Avery Maehrer may currently be in Florida as a Walt Disney World intern, but he was honored Friday night in his home state of Pennsylvania.
As a recent Temple University graduate, Maehrer was awarded The Ralph Flamminio Memorial Scholarship presented by the Pennsylvania Associated Press Managing Editors during the 2015 Pennsylvania Press Conference in Gettysburg.
Maehrer said in a video acceptance speech played at the awards banquet that he couldn’t attend because he had just moved to Orlando to begin a post-graduate internship.
“I grew up in Allentown, and the Morning Call is delivered every day to our front door,” Maehrer said. “It was the first paper I ever knew, so to receive an award named after on of its former editors is very meaningful to me.

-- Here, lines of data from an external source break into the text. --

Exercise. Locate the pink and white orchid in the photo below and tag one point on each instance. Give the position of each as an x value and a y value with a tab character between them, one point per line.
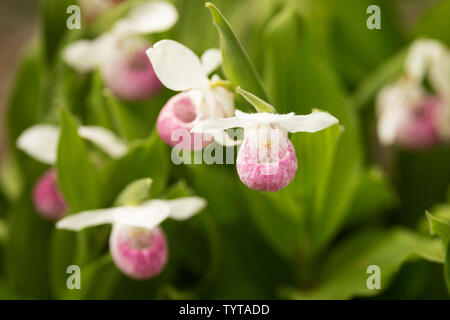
180	69
41	143
409	114
267	160
137	243
120	52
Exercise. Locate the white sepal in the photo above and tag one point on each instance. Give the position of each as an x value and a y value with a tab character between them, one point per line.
40	142
148	216
176	66
86	55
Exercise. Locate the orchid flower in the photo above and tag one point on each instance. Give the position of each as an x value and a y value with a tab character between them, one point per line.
137	242
267	160
409	114
41	143
180	69
120	52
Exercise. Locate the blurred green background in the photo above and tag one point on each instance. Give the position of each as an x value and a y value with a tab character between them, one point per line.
352	203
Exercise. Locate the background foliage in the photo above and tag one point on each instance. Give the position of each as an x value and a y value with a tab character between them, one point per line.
350	205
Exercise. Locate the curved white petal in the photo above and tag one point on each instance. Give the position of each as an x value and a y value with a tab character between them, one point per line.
85	219
440	76
86	55
150	17
176	66
213	125
312	122
40	142
422	55
184	208
105	140
148	215
211	60
222	137
224	98
393	105
263	117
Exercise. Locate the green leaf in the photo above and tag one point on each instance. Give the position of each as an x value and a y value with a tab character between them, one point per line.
439	227
26	250
357	49
236	63
435	23
384	74
259	104
97	112
447	268
146	159
54	26
127	124
62	254
344	273
135	192
78	179
374	194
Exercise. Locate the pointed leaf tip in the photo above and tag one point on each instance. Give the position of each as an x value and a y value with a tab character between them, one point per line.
259	104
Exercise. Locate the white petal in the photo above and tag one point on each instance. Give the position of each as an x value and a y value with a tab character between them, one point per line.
423	54
184	208
224	139
86	55
85	219
150	17
213	125
148	215
105	140
312	122
176	66
393	105
40	142
211	60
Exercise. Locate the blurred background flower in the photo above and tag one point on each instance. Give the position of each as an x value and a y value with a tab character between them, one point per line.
354	201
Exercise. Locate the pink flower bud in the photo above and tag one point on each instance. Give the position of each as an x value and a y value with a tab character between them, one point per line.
266	160
139	253
178	117
129	73
48	201
420	129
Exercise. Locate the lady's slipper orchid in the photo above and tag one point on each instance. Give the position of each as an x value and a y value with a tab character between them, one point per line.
41	143
48	200
266	160
179	69
409	114
137	244
120	53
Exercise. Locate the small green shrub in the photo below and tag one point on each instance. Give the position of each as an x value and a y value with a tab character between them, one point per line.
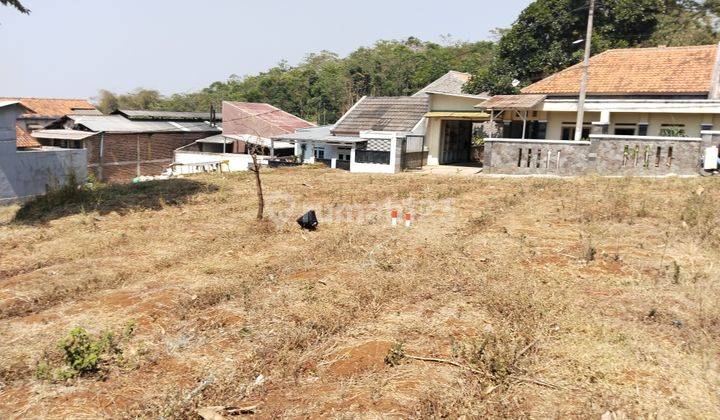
395	355
84	354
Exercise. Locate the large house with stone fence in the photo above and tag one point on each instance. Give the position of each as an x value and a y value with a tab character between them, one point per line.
650	111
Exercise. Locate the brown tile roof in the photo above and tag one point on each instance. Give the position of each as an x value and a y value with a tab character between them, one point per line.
399	114
51	106
24	139
263	120
638	71
512	102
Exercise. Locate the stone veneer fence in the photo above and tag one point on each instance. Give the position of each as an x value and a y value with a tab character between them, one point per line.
603	155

And the scholarship is a huge help, as my student loan payments are quickly approaching.”
While studying print journalism, Maehrer spent his undergraduate career as a reporter and later editor-in-chief of the university’s student-run newspaper, The Temple News.
The Flamminio Scholarship is a $3,000 award presented to one Pennsylvania college student who “exemplifies the ideas of [Flamminio],” Philadelphia Inquirer Managing Editor Sandra Clark said. Besides being an editor at the Morning Call, Flamminio also worked for the Coatesville Record.
He was “passionate about journalism and the first amendment, and a champion for a better informed citizenry,” according to the PAPME website.
Clark, a member of the PAPME Scholarship Committee, said Maehrer was chosen after the committee reviewed applications from 14 other students throughout the state.
She said Maehrer’s seven-month investigative story, “Pain and the Game,” not only highlighted a pattern of neglect and abuse within Temple’s track and field program but his reporting abilities as well.
Temple News adviser John DiCarlo said Maehrer is one of the most talented students he has worked with in the 14 years he has been working at the university. He said he feels fortunate to have advised the young journalist.
“Avery’s an old soul,” DiCarlo said. “He’s a young kid with leadership abilities of someone who is 45 years old. It’s hard to lead a staff of about 35 other editors and 200 writers and be respected — they all really respected him.”